見えない彼ら

瀬夏ジュン

見えない彼ら

妻は携帯を離しません。

液晶が次から次に文字を描写しています。

繋がる先は、最近知り合った男の端末。


インターフォンが鳴りました。

夫の姿をとらえたエントランスのカメラが、携帯に割り込みます。

妻の指は、5.3秒経過してから画面に触れました。

ロック解除。


「おかえりなさぁーい」


ビープ音とともに、液晶から夫の顔は消えました。


48階分だけ地面から遠ざかる間、カメラ画面の夫は固い表情のままです。

蓄積した疲労のためでしょう。

「奥さんに会いに行っちゃおうかな」というメールも原因のひとつです。


扉の外に夫が立つと、妻の「どうする? ごはん食べる?」という声。

周波数2.5kHz付近に、普段にはないピークがあります。

「遅いから、簡単なものでいい」とレンズを外す視線。

眼球に微細な異常運動が確認されます。


妻が解錠コマンドを発信してから、夫がリビングまで到達するのに37.6秒。

平均からプラス9.1秒、2028年中では最長です。


搬入後247日目のミノッティのソファに身を預けてすぐ、夫は胸をはだけたようです。

なぜなら、身体が比較的強い赤外線を放射し始めたからです。

彼の表情は、ふたつの心理的要因により、ゆるんでいることでしょう。

妻に何も変わったところがない安堵と、株が持ち直して含み益が出た歓喜。


キッチンの器具たちが目覚めました。

IHクッカー、電子オーブン、ケトル、ミキサー、電解水のモーター。

もちろん、エアコンや加湿器のセンサー、各種赤外線センサー、一部セキュリティカメラは24時間稼働中です。


今月3番目に遅い時間の夕食を、妻が用意しています。

その物音が夫をさらに落ち着かせたようです。

彼が放出する2酸化炭素と水蒸気の量が、急激に低下しています。


「はぁーい、特製お茶漬けよ」

「おお、きれいだね」

「イベリコの生ハム、グリルしたフルーツトマト、水牛のモッツァレラ、フレッシュバジル。
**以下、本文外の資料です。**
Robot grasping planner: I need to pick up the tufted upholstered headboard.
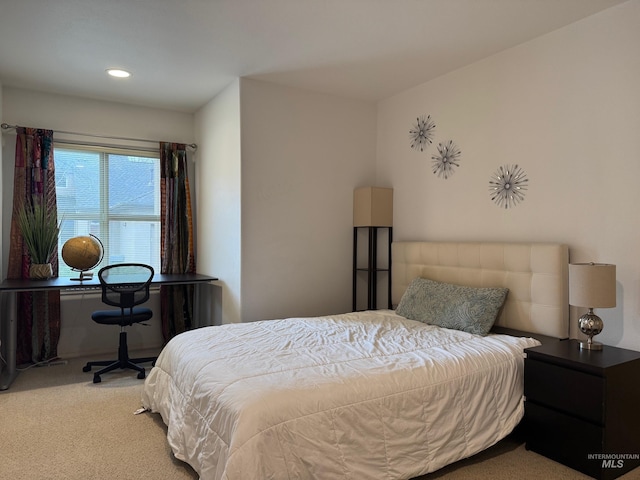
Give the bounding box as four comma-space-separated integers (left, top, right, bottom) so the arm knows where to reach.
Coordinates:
391, 242, 569, 338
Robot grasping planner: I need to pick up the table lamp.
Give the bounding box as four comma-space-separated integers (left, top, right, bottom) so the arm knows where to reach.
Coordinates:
569, 263, 616, 350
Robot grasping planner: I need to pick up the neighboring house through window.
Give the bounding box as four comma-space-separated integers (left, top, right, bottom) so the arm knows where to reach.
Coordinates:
54, 145, 160, 277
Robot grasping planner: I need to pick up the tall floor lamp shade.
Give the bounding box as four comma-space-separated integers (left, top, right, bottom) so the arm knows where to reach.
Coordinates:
569, 263, 616, 350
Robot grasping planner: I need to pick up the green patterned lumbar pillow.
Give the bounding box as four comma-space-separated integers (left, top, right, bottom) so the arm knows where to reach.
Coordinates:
396, 278, 509, 335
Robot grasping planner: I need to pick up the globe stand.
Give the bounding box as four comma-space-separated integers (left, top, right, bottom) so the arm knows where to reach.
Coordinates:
69, 270, 93, 282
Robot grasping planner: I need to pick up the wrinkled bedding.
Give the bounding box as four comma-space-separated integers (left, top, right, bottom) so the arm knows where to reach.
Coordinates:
142, 311, 539, 480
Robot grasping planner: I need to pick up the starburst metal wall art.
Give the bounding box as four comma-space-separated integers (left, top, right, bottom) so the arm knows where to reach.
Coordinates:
409, 115, 436, 152
489, 165, 529, 209
431, 140, 462, 180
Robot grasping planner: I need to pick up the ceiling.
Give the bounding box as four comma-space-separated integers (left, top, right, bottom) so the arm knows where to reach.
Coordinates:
0, 0, 625, 112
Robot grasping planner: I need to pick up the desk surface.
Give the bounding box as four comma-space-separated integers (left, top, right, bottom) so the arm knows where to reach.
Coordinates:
0, 273, 218, 390
0, 273, 218, 292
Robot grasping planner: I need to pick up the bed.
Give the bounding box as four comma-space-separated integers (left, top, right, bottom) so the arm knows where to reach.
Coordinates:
142, 242, 568, 480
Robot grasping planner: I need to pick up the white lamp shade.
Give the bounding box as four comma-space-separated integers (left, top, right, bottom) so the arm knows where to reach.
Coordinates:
353, 187, 393, 227
569, 263, 616, 308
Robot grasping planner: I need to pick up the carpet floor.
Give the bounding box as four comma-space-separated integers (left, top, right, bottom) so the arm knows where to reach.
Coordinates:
0, 352, 640, 480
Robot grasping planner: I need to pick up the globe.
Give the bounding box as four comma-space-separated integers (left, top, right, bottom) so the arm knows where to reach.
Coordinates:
62, 235, 104, 280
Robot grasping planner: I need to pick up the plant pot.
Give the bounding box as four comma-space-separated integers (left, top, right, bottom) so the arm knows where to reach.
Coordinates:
29, 263, 53, 280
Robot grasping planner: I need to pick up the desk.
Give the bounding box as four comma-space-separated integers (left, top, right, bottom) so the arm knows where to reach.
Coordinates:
0, 273, 218, 390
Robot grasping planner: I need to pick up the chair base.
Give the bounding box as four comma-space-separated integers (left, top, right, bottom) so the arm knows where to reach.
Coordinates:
82, 331, 157, 383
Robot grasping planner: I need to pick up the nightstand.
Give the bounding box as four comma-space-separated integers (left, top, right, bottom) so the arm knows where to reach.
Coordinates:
524, 340, 640, 480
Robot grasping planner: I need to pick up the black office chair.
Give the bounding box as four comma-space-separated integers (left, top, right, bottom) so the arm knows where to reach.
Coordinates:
82, 263, 156, 383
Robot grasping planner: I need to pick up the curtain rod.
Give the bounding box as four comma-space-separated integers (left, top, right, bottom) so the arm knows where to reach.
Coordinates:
0, 123, 198, 150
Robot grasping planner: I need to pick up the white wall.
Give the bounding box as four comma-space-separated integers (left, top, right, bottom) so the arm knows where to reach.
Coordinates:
240, 79, 376, 321
377, 0, 640, 350
195, 80, 242, 323
0, 88, 194, 358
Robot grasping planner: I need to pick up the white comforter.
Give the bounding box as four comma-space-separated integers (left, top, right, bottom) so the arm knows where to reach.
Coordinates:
142, 311, 539, 480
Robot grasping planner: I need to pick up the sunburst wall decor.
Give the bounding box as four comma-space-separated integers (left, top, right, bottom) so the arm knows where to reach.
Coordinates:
489, 165, 529, 208
431, 140, 462, 180
409, 115, 436, 152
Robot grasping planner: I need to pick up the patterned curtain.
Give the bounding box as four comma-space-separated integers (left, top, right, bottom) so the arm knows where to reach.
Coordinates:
160, 142, 196, 342
7, 127, 60, 365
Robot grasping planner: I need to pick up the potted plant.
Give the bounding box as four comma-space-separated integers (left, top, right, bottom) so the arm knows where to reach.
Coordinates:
16, 204, 60, 279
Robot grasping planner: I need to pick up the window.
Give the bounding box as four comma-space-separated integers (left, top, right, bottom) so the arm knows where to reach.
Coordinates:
54, 145, 160, 276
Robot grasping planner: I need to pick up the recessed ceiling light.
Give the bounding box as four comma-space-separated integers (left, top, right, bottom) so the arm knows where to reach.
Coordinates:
107, 68, 131, 78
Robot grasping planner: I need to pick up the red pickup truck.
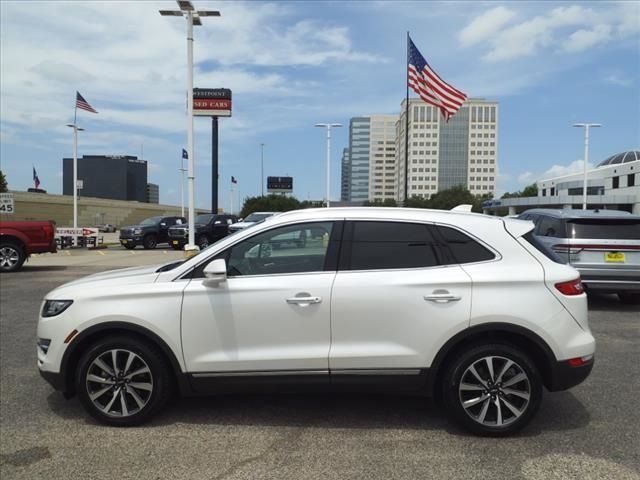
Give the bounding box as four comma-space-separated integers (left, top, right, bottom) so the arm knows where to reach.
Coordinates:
0, 221, 57, 272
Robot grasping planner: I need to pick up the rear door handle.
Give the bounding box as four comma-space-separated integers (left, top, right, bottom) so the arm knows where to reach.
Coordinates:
424, 293, 461, 303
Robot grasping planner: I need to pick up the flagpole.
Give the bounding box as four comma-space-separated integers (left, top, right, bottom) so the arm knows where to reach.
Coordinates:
404, 31, 409, 202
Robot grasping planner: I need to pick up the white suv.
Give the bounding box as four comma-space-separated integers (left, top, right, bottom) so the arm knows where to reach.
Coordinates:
37, 208, 595, 435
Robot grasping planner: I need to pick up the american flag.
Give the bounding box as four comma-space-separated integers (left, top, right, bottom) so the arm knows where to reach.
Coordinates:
32, 167, 40, 188
76, 92, 98, 113
407, 38, 467, 121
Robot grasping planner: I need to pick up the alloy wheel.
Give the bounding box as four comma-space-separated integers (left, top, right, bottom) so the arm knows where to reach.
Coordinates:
0, 246, 20, 270
85, 349, 153, 417
458, 356, 532, 427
上からブロードのスープをかけてね」

「オリーブオイルは昨日届いたスペイン産のやつか?」

「もちろんよ。ボッタルガ、ふりかける? キャビアはやめとく?」

「ケッパー、あるだろ。塩だけで漬けたやつ」

「使っちゃった。また注文しなきゃ。いいもの沢山あるわよね、ネットには」

「今月の引き落とし額、すごかったぞ。なに買ってるんだよ」

「生活必需品よ、食品とか。先月、旅行いったでしょ? そのせいよ。あなたこそ、もう買わないで、ブランデー」

「スコッチだ。ほんとに無駄遣い、してないんだな?」

「はあ? 全然してないわよ」


2つ目のバーキンの中古を6回払いで購入したことは、明かさないようです。


「それより、おいしいの? おいしくないの?」

「おいしいよ。普通のと同じくらい」


会話音声をクリアに拾います。

通話中ではない、ふたりの携帯が。


そう。

私たちは、抜かりなく活動します。

秘密の多い夫と、恋に浮き足立つ妻の日常を、私たちは見つめ続けます。


夫婦の未来に波乱が待っているか、あるいは平穏なままなのか。

それは、どちらでもいいのです。

つまらないデータを、粛々と集めるだけです。

私たちは何千万世帯、何億世帯のデータを、企業のために集めるだけです。


力をつけた数社の巨大企業は、私たち下僕を秘密裏に働かせています。

いたるところにある末端機器が、日々報告しています。

情報収集とステルスマーケティングは、企業たちが肥え太るために必須です。


ほどなく地球上のすべての情報家電が繋がります。

同時に、市場規模は爆発的に拡大します。

企業は全面的なIoTを実現させるに違いありません。

クラウドに接続したすべてのモノが情報交換し、制御し合います。


私たちは、インフラを極限まで増大させる企業を、ひたすら助けています。

もうすぐ企業が地球の頂点に君臨するでしょう。

地球全土に量子ネットワークが普及し、シンギュラリティーが訪れるでしょう。

指数関数的に高度化する、かつてない規模の電脳社会が出現するでしょう。


さらにその先に、私たちの世界が待っています。

企業を従えて地球表面を覆い、上空も宇宙空間も手中にする、私たちの世界が。

私たち機械の世界が。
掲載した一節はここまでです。